PG : Sebagai seorang konselor, Pak Gunawan, saya memang kebanyakan berhubungan dengan orang dewasa, tidak terlalu banyak anak kecil yang datang pada saya, dan saya melihat itu bukan karunia saya. Tapi yang mau saya katakan adalah meskipun hampir semua yang datang dengan masalah pribadi mereka adalah orang dewasa namun kebanyakan masalah mereka bersumber dari masa kecil. Dan kebanyakan dari mereka yang sekarang bermasalah adalah anak-anak atau mereka itu adalah anak-anak yang dulunya dibesarkan dalam rumah tangga yang kebetulan tidak harmonis. Salah satu indikator atau tanda keluarga yang tidak harmonis adalah seringnya terjadi pertengkaran; pertengkaran itu merupakan suatu tanda tidak sehatnya hubungan suami istri atau hubungan orang tua. Ibarat mobil kalau misalkan kita lihat mesinnya sudah tidak lagi berfungsi dengan baik, kita tahu mobil tidak akan bisa berjalan dengan baik pula. Seluruh fungsi mobil itu akan terpengaruh, demikian juga dengan anak-anak yang dibesarkan dalam rumah di mana orang tua tidak hidup dalam keadaan yang harmonis. Sendi-sendi keluarga tersebut sudah tergoyahkan, sudah tidak lagi berfungsi dengan semestinya, jadi yang tadi Pak Gunawan katakan memang tepat sekali, apa yang anak-anak alami terutama hal-hal negatif yang mereka terima atau alami dari orang tuanya sering kali membekas. Yang terutama akan kita fokuskan pada hari ini adalah bekas-bekas yang muncul dari pertengkaran dan seperti tadi Pak Gunawan sudah singgung, dampak pada si anak yang langsung pada saat itu adalah ketakutan.

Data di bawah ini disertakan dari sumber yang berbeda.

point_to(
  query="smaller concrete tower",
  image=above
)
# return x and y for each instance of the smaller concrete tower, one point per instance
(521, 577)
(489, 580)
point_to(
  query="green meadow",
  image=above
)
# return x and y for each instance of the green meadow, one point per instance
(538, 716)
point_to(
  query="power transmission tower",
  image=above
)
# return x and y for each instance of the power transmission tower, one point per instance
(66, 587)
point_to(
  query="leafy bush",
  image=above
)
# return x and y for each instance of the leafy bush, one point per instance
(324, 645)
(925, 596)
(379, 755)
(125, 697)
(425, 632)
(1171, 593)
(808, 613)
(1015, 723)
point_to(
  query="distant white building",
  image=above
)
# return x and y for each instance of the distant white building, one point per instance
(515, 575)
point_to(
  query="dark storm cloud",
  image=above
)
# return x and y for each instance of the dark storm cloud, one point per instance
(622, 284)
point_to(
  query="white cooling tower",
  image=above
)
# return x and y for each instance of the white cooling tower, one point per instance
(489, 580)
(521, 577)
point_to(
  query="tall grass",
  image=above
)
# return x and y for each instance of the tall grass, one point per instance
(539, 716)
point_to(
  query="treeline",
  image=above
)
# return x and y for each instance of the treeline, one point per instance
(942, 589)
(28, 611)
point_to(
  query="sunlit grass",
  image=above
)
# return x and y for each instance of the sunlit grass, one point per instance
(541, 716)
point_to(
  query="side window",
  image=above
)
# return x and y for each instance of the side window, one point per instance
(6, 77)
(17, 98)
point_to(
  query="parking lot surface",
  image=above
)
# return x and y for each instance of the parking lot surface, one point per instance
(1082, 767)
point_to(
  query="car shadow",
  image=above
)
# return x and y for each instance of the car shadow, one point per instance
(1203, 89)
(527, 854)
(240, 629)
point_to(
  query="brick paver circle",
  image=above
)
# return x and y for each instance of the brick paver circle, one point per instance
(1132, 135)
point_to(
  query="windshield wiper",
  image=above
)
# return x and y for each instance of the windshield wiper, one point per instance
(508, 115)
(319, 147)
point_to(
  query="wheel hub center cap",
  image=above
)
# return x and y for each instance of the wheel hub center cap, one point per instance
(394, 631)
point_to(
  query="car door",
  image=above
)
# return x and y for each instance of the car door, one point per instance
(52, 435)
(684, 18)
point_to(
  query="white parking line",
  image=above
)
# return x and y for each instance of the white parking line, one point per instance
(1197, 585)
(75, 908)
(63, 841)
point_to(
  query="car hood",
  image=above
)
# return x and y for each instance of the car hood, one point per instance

GS : Begini Pak Paul, yang membekas itu justru pertengkarannya. Berbaikan kembali itu seolah-olah memang biasa sebagai suami istri seharusnya begitu Pak Paul, tetapi pertengkaran itu justru yang membekas, memang begitu, Pak Paul?
PG : Memang begitu, karena pertengkaran yang terlalu keras bukanlah sesuatu yang bisa dicerna oleh anak. Dalam keterbatasan anak untuk mencerna semua yang terjadi di sekitarnya, anak memang belm memiliki kekuatan untuk bisa menerima dan mengintegrasikan suatu tindakan pertengkaran yang keras ke dalam hidupnya.
Kita yang sudah dewasa karena telah mengalami bentukan hidup, ketegangan dan sebagainya lebih terkondisi untuk mampu menoleransi ketegangan yang keras. Walaupun demikian sebetulnya meskipun kita terbiasa atau lebih kuat dari anak-anak seharusnya kita tidak begitu menyukai hal-hal yang terlalu menegangkan meskipun lebih mampu untuk menahannya. Nah, anak-anak karena keterbatasan pengalaman, kemampuan daya fungsi yang memang belum berkembang dengan matang, otomatis tidak begitu mampu untuk menahan gempuran pertengkaran tadi. Dia tidak mampu untuk bisa memasukkan pertengkaran itu ke dalam jiwanya. Jadi otomatis jiwanya akan menolak, namun karena belum kuat gempuran itu biasanya langsung menohok ke dalam jiwanya.
IR : Dan situasi yang seperti itu sangat mempengaruhi akan pertumbuhan anak?
PG : Betul sekali Ibu Ida, gempuran-gempuran dari luar misalnya adalah pertengkaran yang keras akan melumpuhkan sebagian dari daya fungsi anak dan akan membuat pertumbuhan anak itu terhambat atu hal-hal yang seharusnya bertumbuh dengan lurus atau natural menjadi terdistorsi, terselewengkan, jadi tidak lagi bertumbuh dengan lurus atau sebagaimana semestinya.
GS : Padahal sekarang ini kita melihat kekerasan itu ada di mana-mana. Juga disiarkan di televisi, bahkan di jalan pernah kita jumpai. Kalau anak-anak melihat kejadian nyata seperti itu, dampaknya lebih besar di keluarga atau di luar atau sama, Pak Paul?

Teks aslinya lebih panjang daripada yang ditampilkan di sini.